Gordon doesn’t believe that dancers are dancers and that is it.  She relies on the Meyers-Briggs Assessment Test to help her disprove this old axiom.             

“I start by helping dancers identify their values, goals, interests, strengths, and personal traits,” says Gordon, “and that’s how I match them to career paths.  As far as I know, there are six different career paths in the world: realistic, artistic, investigative, social, conventional, and entrepreneurial.”           

Suzie Jary, a consultant to CTFD, takes a less structured approach to dealing with her clients.  She is a former dancer who transitioned in 1986; she now runs a monthly support group called Dancers Managing Change.  “Feel isolated and alone?” the flier for the support group asks of its passersby.           

“In the greater dance community, transition can still have the aura that you’re not serious about dance,” says Jary.  “People in the business think, to dance is to live!  And to live is to dance!  And that is that!’           

“I think transitioning can add to your identity,” she says.  “But not everybody sees it like that.”                                           

The Good Commons house in Vermont has seven bedrooms, seven bathrooms, and a sleeping loft.  It sleeps 22 people comfortably (in theory).  Killington Peak and Okemo Mountain sit just nine miles away to the west and east, respectively.  Adjacent towns offer a combined stretch of lake over four miles long.  Tesha once saw 77 bikers ride past Good Commons in a single day.           

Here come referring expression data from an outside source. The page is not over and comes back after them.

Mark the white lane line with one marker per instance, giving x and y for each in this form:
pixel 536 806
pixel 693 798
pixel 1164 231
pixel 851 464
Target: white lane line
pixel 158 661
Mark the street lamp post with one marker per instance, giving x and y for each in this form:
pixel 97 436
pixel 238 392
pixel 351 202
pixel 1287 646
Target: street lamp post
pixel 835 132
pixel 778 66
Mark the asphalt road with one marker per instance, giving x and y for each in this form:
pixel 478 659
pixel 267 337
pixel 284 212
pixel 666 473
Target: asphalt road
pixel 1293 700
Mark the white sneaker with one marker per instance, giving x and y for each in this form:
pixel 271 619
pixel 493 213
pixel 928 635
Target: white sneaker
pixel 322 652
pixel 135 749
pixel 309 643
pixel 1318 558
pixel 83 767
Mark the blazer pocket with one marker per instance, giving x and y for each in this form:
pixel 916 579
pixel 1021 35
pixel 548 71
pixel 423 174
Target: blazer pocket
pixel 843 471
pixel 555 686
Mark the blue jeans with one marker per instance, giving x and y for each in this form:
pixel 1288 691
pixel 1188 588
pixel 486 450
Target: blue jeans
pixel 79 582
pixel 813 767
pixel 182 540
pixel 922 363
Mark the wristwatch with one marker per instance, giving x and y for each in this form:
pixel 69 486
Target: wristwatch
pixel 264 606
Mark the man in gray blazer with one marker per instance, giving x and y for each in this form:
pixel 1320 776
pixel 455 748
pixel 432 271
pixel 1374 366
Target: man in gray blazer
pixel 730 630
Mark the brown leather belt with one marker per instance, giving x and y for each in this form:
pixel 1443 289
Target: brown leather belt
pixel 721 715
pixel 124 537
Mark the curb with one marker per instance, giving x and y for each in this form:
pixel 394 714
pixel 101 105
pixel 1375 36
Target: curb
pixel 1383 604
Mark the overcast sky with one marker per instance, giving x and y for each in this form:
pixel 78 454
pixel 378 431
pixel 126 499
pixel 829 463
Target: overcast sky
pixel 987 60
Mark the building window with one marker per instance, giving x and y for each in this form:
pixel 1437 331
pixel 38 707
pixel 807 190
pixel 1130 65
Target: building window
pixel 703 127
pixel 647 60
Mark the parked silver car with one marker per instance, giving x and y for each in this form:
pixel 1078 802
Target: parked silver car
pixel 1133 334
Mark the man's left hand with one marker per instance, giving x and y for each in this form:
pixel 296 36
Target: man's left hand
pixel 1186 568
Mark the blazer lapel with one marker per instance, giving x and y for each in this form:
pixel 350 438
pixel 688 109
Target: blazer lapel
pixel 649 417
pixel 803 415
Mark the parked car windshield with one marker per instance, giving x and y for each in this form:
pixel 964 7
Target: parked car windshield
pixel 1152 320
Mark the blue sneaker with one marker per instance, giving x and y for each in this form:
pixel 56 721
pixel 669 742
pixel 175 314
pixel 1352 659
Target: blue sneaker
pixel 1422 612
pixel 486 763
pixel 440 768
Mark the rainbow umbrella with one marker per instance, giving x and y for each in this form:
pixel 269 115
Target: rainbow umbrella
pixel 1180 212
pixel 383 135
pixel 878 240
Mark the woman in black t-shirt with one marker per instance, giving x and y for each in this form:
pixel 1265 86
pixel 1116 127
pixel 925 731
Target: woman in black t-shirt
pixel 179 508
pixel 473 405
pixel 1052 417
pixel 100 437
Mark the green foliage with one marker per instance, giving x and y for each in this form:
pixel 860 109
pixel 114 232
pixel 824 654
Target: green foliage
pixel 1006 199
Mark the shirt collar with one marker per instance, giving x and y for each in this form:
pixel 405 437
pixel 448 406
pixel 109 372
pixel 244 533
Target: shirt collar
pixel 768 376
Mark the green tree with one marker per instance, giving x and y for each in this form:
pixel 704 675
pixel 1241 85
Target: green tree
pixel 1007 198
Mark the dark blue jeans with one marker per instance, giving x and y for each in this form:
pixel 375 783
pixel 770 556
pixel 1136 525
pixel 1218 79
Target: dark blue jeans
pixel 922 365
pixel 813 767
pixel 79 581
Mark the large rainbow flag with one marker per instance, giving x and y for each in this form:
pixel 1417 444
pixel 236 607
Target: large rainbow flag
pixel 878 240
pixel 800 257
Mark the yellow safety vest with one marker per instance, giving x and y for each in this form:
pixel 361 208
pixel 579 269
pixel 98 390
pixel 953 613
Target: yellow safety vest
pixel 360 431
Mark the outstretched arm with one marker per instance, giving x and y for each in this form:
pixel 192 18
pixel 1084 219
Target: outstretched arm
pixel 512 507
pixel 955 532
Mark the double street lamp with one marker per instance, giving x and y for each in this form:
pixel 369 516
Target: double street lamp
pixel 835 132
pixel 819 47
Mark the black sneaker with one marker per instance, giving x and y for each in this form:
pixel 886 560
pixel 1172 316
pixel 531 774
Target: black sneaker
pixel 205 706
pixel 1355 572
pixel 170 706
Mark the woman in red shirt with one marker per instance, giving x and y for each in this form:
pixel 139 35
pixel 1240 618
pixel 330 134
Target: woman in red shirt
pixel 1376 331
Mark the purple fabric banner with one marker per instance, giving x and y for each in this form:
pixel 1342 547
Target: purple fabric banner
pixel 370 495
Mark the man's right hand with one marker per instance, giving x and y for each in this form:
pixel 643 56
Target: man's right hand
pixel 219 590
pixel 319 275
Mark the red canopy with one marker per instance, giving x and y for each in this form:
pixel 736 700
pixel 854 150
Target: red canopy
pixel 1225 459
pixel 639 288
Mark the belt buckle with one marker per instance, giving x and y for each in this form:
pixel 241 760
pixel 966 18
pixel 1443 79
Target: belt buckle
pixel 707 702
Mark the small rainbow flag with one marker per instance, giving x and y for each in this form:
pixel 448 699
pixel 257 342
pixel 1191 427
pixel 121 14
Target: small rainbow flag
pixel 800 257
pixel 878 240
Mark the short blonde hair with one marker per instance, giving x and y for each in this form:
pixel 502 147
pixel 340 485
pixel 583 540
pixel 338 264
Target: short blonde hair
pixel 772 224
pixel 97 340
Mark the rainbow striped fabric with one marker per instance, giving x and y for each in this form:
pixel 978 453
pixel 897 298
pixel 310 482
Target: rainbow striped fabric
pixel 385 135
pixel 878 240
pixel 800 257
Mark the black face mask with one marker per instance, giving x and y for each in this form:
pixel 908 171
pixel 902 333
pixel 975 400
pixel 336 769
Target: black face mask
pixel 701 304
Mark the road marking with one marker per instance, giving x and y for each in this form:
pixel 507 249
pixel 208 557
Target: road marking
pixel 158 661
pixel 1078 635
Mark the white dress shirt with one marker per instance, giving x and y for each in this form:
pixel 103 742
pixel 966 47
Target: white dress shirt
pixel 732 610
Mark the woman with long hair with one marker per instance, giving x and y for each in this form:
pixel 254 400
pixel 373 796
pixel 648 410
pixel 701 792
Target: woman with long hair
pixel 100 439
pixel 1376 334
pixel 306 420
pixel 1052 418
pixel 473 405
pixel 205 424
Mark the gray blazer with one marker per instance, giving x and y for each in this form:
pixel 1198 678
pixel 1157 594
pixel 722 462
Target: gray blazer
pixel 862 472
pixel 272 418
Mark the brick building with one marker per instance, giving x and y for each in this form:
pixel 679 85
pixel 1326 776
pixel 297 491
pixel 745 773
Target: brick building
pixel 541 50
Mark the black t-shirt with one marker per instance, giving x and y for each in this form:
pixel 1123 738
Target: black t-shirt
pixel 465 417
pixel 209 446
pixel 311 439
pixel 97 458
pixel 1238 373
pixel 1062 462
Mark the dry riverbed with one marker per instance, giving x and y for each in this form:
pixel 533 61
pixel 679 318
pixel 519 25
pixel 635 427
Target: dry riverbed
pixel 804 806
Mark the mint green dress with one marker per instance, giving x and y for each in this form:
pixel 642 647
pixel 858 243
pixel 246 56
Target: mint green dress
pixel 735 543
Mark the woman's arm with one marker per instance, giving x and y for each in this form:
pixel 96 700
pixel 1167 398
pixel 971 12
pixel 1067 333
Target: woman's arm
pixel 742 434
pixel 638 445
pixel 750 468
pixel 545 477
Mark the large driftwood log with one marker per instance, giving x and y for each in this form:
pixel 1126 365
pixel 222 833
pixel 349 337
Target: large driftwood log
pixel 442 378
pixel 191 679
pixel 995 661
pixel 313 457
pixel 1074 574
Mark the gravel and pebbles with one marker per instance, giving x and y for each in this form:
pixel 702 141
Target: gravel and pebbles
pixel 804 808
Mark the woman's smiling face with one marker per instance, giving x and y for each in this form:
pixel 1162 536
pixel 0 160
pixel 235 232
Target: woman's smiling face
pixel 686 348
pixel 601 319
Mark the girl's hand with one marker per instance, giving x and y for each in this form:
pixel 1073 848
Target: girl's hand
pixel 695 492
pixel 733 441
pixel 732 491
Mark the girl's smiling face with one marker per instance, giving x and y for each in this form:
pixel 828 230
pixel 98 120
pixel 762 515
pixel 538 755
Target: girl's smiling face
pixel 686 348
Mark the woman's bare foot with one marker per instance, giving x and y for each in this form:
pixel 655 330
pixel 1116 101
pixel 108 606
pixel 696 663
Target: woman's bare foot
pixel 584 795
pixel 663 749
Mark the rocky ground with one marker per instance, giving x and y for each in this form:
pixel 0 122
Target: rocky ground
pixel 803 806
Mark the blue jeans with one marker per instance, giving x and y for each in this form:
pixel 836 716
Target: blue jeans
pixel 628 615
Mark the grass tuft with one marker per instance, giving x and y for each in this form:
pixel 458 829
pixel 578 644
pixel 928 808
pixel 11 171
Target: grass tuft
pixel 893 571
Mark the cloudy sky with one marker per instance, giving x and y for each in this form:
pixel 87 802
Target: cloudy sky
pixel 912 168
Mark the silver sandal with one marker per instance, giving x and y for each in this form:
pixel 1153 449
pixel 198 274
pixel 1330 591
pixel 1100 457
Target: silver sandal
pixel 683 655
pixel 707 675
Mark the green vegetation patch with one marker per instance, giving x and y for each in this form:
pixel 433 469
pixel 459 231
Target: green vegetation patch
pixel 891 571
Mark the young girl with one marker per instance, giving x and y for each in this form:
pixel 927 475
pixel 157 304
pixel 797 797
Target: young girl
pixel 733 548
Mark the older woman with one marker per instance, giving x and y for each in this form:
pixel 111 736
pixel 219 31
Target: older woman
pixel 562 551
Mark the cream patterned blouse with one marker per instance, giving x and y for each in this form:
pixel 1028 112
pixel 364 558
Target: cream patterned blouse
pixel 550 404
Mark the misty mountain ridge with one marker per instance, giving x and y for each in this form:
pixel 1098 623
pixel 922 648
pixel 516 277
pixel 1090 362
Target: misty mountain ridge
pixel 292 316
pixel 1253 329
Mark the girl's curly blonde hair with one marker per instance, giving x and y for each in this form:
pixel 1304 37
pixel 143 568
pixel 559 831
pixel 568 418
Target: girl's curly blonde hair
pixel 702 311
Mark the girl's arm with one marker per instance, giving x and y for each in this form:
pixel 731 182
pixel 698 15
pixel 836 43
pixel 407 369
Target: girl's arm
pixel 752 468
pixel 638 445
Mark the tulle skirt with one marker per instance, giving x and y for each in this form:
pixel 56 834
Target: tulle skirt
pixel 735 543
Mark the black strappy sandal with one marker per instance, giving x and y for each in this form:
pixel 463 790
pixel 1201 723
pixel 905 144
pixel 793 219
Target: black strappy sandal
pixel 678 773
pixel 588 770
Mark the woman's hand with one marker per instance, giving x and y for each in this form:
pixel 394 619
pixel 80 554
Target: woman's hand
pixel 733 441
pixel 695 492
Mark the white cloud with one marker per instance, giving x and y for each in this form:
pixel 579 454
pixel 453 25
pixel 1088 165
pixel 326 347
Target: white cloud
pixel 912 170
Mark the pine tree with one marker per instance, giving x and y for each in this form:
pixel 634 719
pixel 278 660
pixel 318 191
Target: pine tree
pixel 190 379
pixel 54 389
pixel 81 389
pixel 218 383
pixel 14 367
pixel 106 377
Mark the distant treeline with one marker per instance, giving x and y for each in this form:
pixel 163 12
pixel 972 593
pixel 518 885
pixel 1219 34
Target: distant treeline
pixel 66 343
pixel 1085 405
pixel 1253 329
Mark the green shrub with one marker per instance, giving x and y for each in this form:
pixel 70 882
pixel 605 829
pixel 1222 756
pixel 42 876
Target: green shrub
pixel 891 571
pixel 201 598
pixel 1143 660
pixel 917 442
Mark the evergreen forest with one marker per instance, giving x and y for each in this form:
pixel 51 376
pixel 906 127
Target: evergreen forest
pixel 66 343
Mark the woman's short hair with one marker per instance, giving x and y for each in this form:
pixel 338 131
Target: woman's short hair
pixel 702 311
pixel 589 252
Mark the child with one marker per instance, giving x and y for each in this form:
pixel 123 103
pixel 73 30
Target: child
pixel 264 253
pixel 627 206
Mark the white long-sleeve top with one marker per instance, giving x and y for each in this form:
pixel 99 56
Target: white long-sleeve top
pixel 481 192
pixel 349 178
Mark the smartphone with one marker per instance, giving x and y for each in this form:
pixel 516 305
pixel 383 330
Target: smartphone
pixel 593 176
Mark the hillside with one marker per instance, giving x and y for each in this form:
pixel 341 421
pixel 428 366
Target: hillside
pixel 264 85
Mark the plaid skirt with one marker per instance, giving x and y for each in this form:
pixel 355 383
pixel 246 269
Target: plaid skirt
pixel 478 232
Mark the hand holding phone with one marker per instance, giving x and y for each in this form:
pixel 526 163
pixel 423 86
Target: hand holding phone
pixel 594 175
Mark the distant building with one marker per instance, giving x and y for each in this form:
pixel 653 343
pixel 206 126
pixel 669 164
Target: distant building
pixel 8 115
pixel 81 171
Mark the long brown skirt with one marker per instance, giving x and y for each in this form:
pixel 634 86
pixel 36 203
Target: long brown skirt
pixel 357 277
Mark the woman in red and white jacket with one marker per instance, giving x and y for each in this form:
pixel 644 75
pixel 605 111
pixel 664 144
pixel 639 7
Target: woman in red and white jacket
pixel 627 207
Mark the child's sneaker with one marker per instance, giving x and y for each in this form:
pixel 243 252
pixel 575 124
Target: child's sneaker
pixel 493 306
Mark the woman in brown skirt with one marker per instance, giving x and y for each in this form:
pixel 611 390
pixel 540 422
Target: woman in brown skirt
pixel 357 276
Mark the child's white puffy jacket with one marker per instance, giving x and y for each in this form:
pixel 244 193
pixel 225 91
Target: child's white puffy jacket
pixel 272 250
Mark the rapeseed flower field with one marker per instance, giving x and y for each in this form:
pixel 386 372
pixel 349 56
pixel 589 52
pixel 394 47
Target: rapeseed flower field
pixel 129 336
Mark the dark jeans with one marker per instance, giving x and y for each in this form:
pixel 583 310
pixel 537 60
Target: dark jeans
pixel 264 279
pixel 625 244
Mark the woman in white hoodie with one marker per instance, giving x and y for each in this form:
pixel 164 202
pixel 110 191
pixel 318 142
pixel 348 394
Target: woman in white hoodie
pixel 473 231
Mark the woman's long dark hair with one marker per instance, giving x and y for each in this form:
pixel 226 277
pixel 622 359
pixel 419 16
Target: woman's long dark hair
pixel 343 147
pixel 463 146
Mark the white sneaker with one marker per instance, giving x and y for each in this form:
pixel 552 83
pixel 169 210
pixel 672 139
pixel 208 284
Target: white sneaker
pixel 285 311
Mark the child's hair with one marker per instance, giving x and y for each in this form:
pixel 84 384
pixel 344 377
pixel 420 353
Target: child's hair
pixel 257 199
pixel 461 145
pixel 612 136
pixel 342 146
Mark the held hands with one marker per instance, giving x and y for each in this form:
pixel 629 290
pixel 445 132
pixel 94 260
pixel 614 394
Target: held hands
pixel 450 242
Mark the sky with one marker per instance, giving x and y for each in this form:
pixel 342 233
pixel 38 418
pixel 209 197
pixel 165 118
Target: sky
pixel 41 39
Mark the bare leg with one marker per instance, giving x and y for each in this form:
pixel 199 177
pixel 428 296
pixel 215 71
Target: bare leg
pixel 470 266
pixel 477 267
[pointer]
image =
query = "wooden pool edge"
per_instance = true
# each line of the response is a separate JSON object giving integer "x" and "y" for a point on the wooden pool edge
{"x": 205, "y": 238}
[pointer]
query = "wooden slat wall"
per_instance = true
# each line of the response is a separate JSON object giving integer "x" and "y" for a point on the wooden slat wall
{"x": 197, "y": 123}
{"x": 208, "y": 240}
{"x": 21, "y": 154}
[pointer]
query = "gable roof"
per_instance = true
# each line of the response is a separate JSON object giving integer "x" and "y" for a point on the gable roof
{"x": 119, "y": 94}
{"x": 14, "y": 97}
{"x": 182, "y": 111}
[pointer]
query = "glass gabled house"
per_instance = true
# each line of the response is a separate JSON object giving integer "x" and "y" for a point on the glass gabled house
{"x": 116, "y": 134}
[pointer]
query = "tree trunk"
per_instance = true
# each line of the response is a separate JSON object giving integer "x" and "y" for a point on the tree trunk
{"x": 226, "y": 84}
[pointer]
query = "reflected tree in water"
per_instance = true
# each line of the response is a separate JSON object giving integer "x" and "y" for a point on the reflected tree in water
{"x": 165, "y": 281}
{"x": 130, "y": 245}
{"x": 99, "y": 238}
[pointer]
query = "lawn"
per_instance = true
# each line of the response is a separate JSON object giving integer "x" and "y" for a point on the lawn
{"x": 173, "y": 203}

And there is the dance studio, 695 square feet that Tesha hopes to fill with nature-loving yogites on retreat.           

When Tesha expands upon her interest in healing, she is able to make this sharp change in career path seem less impulsive.             

“For me, dance was always about healing.  It takes you out of your real life and it fills you with something: beauty, or a great sense of humanity,” she says, a classic dreamy gaze fixing her face.  “I’ve felt healed by dance.  And it’s who I am.  So when I started looking into opening the center, I thought, I just want to make people feel happier and more comfortable.  Because that’s what dance does for me.”           

Tesha is openly conflicted about what part of her identity still lies in dance.  Just a beat after saying she has done everything she ever wanted to do in the profession, she will admit that she feels plagued with regret, with thoughts of jobs turned down and choices poorly made.             

“I have a lot of dreams still,” she says.  “Three or four nights a week I dream that I’m still in it.  That I have to dance but I don’t know the choreography, or that I’m choreographing something and I don’t know what it is and I have to make it up in the moment.            

“Or sometimes in dreams I’m really having a ball.  I’m flying all over the theater.  Random things.           

“It’s not just about dance, not really.  It’s about the transition out of making my life as an artist full time,” she says.  “And it’s scary.”